Trzeci tekst opowiada o planie rozbudowy obozu, "aż oprze się naelektryzowanym drutem o Wisłę". Verbrecher - Stadt, czyli "Miasto Przestępców" ma zamieszkać około 300 tysięcy ludzi, których nie zabraknie" . Miasto miało zostać wybudowane w celu ziszczenia chorej wizji faszystów, spalenia Żydów, Rosjan i wielu innych nie "aryjskich ras". "Nosimy wory z cementem, układamy cegły, tory kolejowe, grodzimy grunta, depczemy ziemię" Zakładamy podwaliny jakiejś nowej, potwornej cywilizacji" - do jego budowy mieli przyczynić się morderczą pracą więźniowie. Tadeusz Borowski uświadamia sobie, że świat i ludzie już od wieków byli potworni. Wyobraża sobie jak straszna była starożytność, kiedy niewolnicy stawiali piramidy, budowali drogi, wały graniczne, miasta, a wolni ludzie wypalali im znak własności na czole. Odwieczny podział na ludzi i podludzi istnieje od początków cywilizacji. Autor neguje filozofię Platona, zarzuca mu, że kłamał, "w rzeczach ziemskich nie odbija się ideał, ale leży ciężka, krwawa praca człowieka", utożsamia się z niewolnikami, który byli brudni i umierali w przeciwieństwie do ich panów, którzy byli "estetyczni i dyskutowali na niby".
Proza Borowskiego, przepełniona koszmarem i tragizmem pokolenia Kolumbów, jest jednym z najważniejszych "dokumentów" opisujących wojenną rzeczywistość. Autor w swych opowiadaniach zaprzecza o możliwości odrodzenia się po wojnie Europy humanitarnej i cywilizowanej.
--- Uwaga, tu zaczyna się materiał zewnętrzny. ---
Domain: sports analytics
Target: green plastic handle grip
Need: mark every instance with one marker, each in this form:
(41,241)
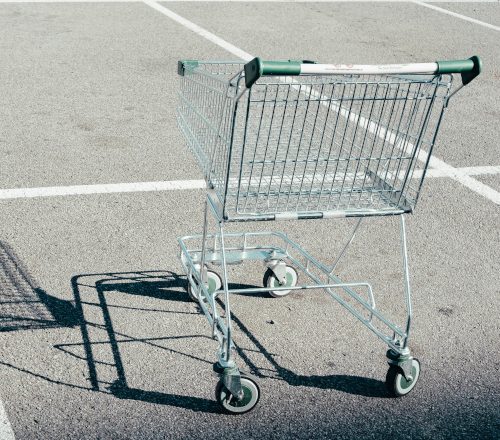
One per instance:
(256,68)
(468,69)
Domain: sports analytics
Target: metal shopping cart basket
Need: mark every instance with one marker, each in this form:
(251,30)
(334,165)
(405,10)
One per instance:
(301,140)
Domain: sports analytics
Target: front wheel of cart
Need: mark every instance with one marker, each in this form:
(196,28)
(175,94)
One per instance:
(251,396)
(270,280)
(396,382)
(214,283)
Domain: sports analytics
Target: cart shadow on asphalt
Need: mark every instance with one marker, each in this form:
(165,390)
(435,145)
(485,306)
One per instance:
(24,305)
(165,285)
(153,284)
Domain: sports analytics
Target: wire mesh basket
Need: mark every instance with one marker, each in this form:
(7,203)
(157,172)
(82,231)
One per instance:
(310,146)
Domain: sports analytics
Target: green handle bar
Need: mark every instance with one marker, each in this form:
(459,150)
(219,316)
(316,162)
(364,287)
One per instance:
(256,68)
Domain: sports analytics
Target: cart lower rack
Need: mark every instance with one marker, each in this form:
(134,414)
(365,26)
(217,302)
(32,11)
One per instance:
(301,140)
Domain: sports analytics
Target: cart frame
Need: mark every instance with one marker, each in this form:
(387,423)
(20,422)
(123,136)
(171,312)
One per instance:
(247,181)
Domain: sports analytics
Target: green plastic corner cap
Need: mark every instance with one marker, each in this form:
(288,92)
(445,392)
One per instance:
(257,68)
(468,69)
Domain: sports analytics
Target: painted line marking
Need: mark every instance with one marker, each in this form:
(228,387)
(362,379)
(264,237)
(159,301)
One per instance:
(250,1)
(53,191)
(454,14)
(176,185)
(434,162)
(6,432)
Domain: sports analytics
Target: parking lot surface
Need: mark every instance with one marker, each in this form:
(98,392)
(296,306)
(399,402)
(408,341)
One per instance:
(99,337)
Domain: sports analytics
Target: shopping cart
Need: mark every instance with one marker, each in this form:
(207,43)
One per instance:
(300,140)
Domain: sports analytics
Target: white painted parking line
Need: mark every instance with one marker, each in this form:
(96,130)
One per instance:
(176,185)
(6,432)
(454,14)
(251,1)
(53,191)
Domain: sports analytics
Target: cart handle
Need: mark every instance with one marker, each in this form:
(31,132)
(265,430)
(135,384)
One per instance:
(256,68)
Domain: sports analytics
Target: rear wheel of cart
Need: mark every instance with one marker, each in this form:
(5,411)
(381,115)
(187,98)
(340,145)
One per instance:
(397,384)
(214,283)
(270,280)
(251,396)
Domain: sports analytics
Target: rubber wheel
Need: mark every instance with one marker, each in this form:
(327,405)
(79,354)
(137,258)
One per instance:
(214,283)
(270,280)
(251,396)
(397,384)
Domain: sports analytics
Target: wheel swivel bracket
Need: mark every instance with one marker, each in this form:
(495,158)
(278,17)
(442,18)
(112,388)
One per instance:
(277,266)
(231,379)
(403,361)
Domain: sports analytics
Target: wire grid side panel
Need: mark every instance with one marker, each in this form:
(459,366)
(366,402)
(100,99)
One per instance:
(202,98)
(317,144)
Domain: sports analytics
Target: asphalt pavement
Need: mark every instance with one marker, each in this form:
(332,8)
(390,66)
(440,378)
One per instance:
(99,337)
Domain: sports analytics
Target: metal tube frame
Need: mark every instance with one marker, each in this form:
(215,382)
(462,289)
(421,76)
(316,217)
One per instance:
(191,259)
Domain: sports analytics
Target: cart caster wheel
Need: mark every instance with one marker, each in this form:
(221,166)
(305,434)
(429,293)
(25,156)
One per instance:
(214,283)
(251,396)
(397,384)
(270,280)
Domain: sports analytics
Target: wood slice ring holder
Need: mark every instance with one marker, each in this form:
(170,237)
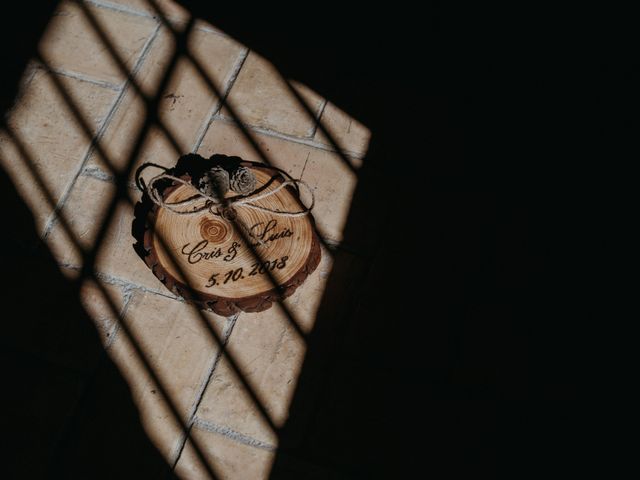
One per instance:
(241,260)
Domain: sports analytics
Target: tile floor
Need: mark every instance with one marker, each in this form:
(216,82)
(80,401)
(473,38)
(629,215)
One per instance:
(66,178)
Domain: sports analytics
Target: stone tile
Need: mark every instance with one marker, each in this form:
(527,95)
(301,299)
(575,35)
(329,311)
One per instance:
(103,310)
(227,458)
(261,97)
(53,140)
(185,104)
(85,211)
(71,43)
(349,134)
(332,181)
(269,353)
(180,350)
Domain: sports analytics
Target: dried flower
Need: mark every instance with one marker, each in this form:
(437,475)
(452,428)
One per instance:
(243,181)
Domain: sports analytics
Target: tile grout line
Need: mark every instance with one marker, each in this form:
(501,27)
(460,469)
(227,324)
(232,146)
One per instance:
(51,222)
(119,8)
(81,77)
(31,69)
(242,57)
(127,295)
(316,119)
(124,284)
(141,13)
(226,334)
(290,138)
(227,432)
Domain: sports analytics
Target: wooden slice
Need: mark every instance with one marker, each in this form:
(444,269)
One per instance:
(243,260)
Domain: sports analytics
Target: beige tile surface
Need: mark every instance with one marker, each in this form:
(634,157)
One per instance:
(85,211)
(104,303)
(185,104)
(173,11)
(262,98)
(71,43)
(349,134)
(177,345)
(55,143)
(332,181)
(227,459)
(174,342)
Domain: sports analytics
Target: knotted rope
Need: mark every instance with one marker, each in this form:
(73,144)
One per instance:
(221,205)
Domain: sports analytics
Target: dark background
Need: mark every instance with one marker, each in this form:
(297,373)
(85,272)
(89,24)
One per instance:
(467,364)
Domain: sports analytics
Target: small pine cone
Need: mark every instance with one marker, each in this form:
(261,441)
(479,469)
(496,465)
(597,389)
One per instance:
(243,181)
(215,183)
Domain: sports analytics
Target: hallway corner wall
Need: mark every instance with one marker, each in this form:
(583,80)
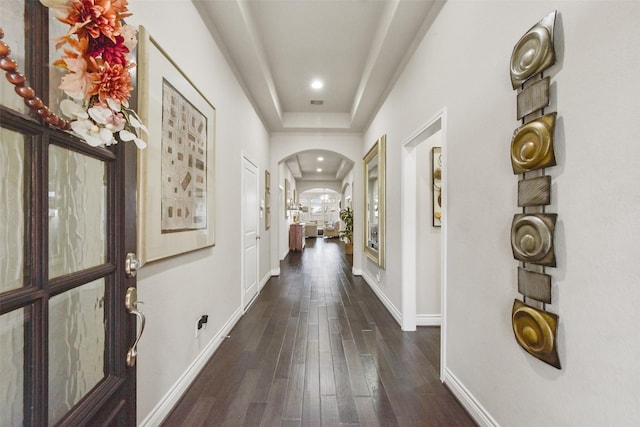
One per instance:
(462,65)
(178,290)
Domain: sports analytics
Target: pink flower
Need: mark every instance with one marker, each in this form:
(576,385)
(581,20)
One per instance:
(112,81)
(114,53)
(90,18)
(78,83)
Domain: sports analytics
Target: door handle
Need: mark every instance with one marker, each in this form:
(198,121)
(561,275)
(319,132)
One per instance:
(131,265)
(131,303)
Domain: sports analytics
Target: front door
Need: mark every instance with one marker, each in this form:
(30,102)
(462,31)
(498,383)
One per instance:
(67,221)
(250,231)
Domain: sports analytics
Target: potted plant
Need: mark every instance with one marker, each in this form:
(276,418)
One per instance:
(346,215)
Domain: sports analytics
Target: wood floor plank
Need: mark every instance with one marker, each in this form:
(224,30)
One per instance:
(329,411)
(295,392)
(366,413)
(272,416)
(318,348)
(311,403)
(242,400)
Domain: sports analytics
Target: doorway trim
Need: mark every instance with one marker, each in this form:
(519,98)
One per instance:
(246,304)
(409,194)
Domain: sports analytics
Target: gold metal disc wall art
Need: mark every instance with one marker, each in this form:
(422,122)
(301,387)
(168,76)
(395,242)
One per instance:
(534,52)
(536,332)
(532,232)
(532,145)
(532,238)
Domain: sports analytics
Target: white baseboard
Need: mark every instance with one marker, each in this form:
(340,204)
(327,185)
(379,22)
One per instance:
(169,400)
(428,320)
(471,404)
(382,297)
(264,280)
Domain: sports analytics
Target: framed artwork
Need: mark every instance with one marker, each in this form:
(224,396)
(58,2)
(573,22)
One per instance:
(287,198)
(176,210)
(436,167)
(267,200)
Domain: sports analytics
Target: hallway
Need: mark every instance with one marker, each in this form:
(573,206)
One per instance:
(318,348)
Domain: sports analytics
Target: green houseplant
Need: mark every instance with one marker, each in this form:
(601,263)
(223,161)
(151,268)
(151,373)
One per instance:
(346,215)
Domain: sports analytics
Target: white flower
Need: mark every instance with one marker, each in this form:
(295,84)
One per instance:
(114,122)
(129,32)
(73,109)
(92,133)
(125,135)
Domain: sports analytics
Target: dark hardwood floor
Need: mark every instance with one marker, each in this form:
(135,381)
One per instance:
(317,348)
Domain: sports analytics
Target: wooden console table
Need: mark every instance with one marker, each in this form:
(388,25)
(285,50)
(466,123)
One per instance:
(296,237)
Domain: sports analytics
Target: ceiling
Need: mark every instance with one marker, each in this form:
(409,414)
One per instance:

Ukazuje konsekwencje kryzysu kultury europejskiej, zaprzeczenia zasad etycznych i wartości absolutnych. Ukazuje ludzi, którzy zostali doprowadzeni do stanu zezwierzęcenia i refikacji, ludzi, którzy utracili w obozie poczucie własnej godność, pozwalając na mordowanie swych rodzin, obojętność wobec drugiego człowieka, kradzieże i oszustwa. Reasumując, możemy stwierdzić, że cywilizacyjna utopia stworzona przez faszystów została zamieniona w skrajność i mechanizm ludobójstwa.